EpiQAL:流行病學問答領域的大型語言模型基準測試——促進對齊與推理能力的提升
EpiQAL: Benchmarking Large Language Models in Epidemiological Question Answering for Enhanced Alignment and Reasoning
January 6, 2026
作者: Mingyang Wei, Dehai Min, Zewen Liu, Yuzhang Xie, Guanchen Wu, Carl Yang, Max S. Y. Lau, Qi He, Lu Cheng, Wei Jin
cs.AI
摘要
可靠的流行病學推理需要綜合研究證據,以推斷群體層面的疾病負擔、傳播動態和干預效果。現有醫學問答基準主要側重臨床知識或患者層面推理,但鮮少系統性評估基於證據的流行病學推斷。我們提出首個跨疾病流行病學問答診斷基準EpiQAL,該基準基於開放獲取文獻構建三個子集:分別評估文本基礎事實回溯、結合文獻證據與流行病學原理的多步推理,以及隱去討論部分後的結論重構。基準構建融合專家設計的分類指南、多模型驗證和基於檢索的難度控制。對十個開放模型的實驗表明,當前大語言模型在流行病學推理上表現有限,其中多步推理挑戰最大。模型排名隨子集變化,且規模不能單獨預測成功。思維鏈提示有益於多步推理,但在其他任務中效果參差。EpiQAL為證據錨定、推理性思維和結論重構提供細粒度診斷信號。
English
Reliable epidemiological reasoning requires synthesizing study evidence to infer disease burden, transmission dynamics, and intervention effects at the population level. Existing medical question answering benchmarks primarily emphasize clinical knowledge or patient-level reasoning, yet few systematically evaluate evidence-grounded epidemiological inference. We present EpiQAL, the first diagnostic benchmark for epidemiological question answering across diverse diseases, comprising three subsets built from open-access literature.

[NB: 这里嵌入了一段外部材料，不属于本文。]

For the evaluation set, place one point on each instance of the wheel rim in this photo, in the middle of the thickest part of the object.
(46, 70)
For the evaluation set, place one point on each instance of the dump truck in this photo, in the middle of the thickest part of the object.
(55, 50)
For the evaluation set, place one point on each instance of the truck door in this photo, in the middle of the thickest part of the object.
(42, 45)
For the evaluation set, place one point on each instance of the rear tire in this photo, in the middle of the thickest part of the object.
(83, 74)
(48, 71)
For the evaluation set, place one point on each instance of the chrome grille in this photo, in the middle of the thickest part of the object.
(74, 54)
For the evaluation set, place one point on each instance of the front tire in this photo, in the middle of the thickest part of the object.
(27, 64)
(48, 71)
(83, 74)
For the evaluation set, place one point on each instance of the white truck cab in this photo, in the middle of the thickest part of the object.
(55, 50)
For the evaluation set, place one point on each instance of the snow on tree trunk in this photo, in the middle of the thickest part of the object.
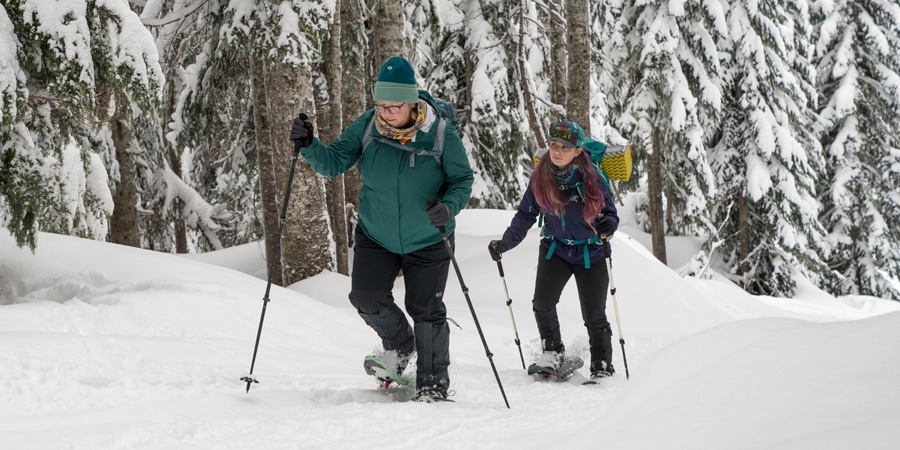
(123, 225)
(353, 48)
(331, 123)
(388, 31)
(306, 246)
(654, 192)
(559, 58)
(578, 98)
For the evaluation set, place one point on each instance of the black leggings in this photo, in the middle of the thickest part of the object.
(552, 276)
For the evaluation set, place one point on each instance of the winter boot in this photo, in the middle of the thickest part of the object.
(397, 359)
(549, 363)
(600, 339)
(601, 369)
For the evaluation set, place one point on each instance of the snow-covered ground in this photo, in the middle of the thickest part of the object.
(110, 347)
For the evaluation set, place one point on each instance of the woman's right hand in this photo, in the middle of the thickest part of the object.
(496, 248)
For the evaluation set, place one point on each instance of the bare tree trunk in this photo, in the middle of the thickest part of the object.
(559, 57)
(743, 232)
(388, 30)
(123, 225)
(331, 125)
(536, 128)
(578, 36)
(175, 164)
(353, 74)
(278, 93)
(654, 194)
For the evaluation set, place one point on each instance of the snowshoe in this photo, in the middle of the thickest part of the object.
(566, 368)
(386, 371)
(429, 395)
(599, 373)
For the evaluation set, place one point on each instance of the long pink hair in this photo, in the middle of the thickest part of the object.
(551, 199)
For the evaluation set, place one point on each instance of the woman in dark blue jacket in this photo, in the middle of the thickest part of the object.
(569, 195)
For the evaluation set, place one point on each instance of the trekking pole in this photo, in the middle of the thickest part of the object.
(513, 317)
(276, 253)
(612, 291)
(471, 308)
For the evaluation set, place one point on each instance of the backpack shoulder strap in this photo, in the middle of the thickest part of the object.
(367, 136)
(437, 151)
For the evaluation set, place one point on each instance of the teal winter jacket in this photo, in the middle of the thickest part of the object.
(394, 196)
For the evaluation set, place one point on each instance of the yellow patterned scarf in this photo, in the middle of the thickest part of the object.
(403, 135)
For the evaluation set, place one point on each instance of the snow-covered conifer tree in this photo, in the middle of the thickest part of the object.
(858, 52)
(663, 84)
(765, 166)
(86, 69)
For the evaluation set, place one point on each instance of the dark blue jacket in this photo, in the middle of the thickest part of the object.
(575, 228)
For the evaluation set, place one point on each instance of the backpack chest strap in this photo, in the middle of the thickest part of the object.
(584, 242)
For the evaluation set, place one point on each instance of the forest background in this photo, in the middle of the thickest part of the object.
(767, 129)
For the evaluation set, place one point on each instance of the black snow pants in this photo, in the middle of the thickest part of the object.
(425, 273)
(552, 276)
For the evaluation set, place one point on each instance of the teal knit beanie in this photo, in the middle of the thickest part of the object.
(396, 82)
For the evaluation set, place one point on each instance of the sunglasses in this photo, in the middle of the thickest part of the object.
(565, 134)
(390, 109)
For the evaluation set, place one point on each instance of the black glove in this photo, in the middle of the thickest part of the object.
(301, 131)
(496, 248)
(603, 226)
(439, 214)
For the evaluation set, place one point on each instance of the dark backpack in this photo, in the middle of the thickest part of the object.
(446, 113)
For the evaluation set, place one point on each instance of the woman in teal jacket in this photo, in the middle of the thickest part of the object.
(415, 178)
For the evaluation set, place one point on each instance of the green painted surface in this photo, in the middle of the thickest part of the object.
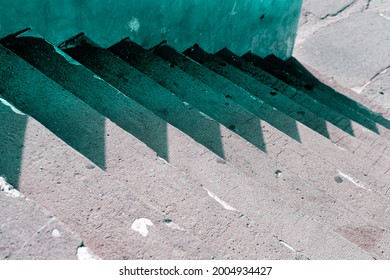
(262, 26)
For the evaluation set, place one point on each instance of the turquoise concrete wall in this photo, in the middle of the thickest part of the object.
(262, 26)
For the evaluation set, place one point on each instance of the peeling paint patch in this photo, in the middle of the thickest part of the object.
(141, 226)
(353, 181)
(16, 111)
(220, 201)
(8, 190)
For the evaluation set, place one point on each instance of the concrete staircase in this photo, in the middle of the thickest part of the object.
(156, 154)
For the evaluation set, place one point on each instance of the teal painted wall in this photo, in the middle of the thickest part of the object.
(262, 26)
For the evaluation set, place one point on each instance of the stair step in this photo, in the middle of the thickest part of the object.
(371, 146)
(273, 210)
(79, 193)
(31, 232)
(341, 159)
(95, 58)
(264, 112)
(295, 74)
(152, 174)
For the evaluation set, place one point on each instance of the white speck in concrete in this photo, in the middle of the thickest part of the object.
(384, 16)
(134, 24)
(339, 147)
(84, 254)
(353, 181)
(67, 57)
(6, 103)
(141, 226)
(56, 233)
(288, 246)
(172, 225)
(220, 201)
(8, 189)
(206, 116)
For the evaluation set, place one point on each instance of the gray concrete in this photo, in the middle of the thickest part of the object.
(264, 27)
(348, 43)
(273, 217)
(28, 231)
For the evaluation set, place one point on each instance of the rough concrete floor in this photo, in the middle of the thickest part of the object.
(348, 41)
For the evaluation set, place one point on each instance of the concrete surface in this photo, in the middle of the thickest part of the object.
(263, 26)
(215, 194)
(348, 41)
(28, 231)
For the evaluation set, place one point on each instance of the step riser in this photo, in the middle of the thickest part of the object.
(84, 60)
(320, 144)
(291, 72)
(267, 220)
(279, 121)
(369, 139)
(82, 196)
(144, 174)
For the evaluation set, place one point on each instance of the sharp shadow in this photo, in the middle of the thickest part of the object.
(147, 92)
(12, 131)
(192, 91)
(268, 95)
(58, 110)
(94, 91)
(229, 90)
(295, 74)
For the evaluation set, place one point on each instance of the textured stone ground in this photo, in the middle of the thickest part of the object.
(349, 42)
(151, 158)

The subsets respectively evaluate text-grounded factual recall, multi-step inference linking document evidence with epidemiological principles, and conclusion reconstruction with the Discussion section withheld. Construction combines expert-designed taxonomy guidance, multi-model verification, and retrieval-based difficulty control. Experiments on ten open models reveal that current LLMs show limited performance on epidemiological reasoning, with multi-step inference posing the greatest challenge. Model rankings shift across subsets, and scale alone does not predict success. Chain-of-Thought prompting benefits multi-step inference but yields mixed results elsewhere. EpiQAL provides fine-grained diagnostic signals for evidence grounding, inferential reasoning, and conclusion reconstruction.